In this week’s roundup:
The Common App removed the question about disciplinary history, the CDC released new guidance on testing for colleges and universities and students face extra hurdles as they prepare to vote in the presidential election.
Stay tuned for our weekly roundup on what trends we're seeing across institutions, how individual colleges and universities are responding to them and what national policy changes are affecting higher ed.
Week of September 30 - October 7
- Colleges and universities have been able to keep positive COVID-19 case numbers low for a variety of reasons; the biggest one, however, is extensive testing.
- The CDC released updated guidance regarding COVID-19 testing on campus, saying that more testing could help to curb the spread of the virus. Many schools, however, are only testing symptomatic individualis, which could lead to undiscovered outbreak sources.
- Following the first student death at Appalachian State University, faculty members provided advice on how to handle communications about a death on campus resulting from COVID-19.
- The Common App announced its decision to remove a question regarding high school discipline, citing evidence that students of color are disproportionately disciplined in school.
- College students this election year face extra hurdles to voting, like deciding which address to use.
- More professors see online learning as an effective option for teaching after the COVID-19 pandemic necessitated the transition to online for everyone.
- Stanford significantly increased the diversity of this year's MBA class, crediting “years of work,” through programs such as Diversity in Leadership and Building Opportunities doe Leadership Diversity.

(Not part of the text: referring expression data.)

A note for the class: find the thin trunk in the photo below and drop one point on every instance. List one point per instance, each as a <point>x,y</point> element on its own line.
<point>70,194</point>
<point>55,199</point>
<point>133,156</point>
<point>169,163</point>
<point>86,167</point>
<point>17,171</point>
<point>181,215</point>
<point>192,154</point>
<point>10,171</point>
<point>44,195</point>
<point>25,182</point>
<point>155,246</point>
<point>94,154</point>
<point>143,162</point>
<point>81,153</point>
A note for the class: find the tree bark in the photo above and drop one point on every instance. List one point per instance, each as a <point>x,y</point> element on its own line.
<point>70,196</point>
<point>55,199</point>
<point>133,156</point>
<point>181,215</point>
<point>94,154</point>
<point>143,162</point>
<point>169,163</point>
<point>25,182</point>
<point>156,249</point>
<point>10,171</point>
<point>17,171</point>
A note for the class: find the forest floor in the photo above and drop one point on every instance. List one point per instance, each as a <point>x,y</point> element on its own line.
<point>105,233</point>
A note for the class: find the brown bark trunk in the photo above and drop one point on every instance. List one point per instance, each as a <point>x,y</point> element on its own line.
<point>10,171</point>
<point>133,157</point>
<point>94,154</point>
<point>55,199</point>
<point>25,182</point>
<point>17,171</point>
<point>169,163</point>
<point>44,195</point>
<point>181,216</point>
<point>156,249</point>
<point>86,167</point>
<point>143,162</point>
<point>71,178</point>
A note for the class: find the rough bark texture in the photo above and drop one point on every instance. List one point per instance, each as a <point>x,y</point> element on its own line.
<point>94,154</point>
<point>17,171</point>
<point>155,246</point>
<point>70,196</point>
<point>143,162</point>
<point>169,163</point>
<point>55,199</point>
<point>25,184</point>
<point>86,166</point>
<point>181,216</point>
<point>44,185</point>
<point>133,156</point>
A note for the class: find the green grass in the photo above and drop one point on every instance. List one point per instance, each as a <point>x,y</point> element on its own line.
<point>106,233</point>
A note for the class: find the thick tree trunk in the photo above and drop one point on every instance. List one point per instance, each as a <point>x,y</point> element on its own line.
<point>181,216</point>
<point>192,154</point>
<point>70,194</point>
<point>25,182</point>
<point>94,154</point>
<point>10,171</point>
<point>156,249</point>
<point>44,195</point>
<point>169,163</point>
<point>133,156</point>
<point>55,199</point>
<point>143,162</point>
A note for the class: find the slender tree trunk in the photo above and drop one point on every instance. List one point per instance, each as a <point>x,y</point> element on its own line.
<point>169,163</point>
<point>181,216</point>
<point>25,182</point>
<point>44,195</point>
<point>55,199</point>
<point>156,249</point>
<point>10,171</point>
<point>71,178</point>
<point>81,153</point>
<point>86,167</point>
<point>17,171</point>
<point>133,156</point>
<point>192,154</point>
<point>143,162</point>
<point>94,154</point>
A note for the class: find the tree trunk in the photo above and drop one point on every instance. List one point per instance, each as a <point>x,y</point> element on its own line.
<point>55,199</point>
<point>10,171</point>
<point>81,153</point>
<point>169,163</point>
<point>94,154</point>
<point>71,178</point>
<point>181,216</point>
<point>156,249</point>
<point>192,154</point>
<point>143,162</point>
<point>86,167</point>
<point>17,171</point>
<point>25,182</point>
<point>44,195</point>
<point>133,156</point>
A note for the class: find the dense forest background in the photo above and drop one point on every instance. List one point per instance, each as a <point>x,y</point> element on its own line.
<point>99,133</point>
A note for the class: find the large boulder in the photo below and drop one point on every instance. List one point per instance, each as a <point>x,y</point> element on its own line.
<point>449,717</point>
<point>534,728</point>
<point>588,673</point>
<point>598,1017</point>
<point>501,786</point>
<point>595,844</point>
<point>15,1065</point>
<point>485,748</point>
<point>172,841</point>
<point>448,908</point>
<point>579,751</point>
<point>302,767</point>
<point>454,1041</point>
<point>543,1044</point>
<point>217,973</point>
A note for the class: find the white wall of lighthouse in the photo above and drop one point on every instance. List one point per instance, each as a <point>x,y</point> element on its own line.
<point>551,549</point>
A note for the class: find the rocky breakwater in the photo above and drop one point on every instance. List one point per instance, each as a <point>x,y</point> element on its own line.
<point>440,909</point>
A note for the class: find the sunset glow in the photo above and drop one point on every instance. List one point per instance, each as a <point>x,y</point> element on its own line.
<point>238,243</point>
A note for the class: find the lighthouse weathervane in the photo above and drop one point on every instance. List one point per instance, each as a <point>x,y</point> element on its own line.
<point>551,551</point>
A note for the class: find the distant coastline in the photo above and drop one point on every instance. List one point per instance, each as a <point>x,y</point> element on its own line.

- University of New Hampshire placed an assistant professor on leave after he was found posing as a female immigrant scientist of color on Twitter.
- Despite the extra challenges that the pandemic has presented for incoming first-year students to make friends in the traditional ways, social media has been a haven for students to safely meet one another.
- Taking a more radical stance than merely being “test optional,” a growing number of institutions are experimenting with going “test-free,” dropping SAT and ACT scores from admissions decisions in the wake of the pandemic.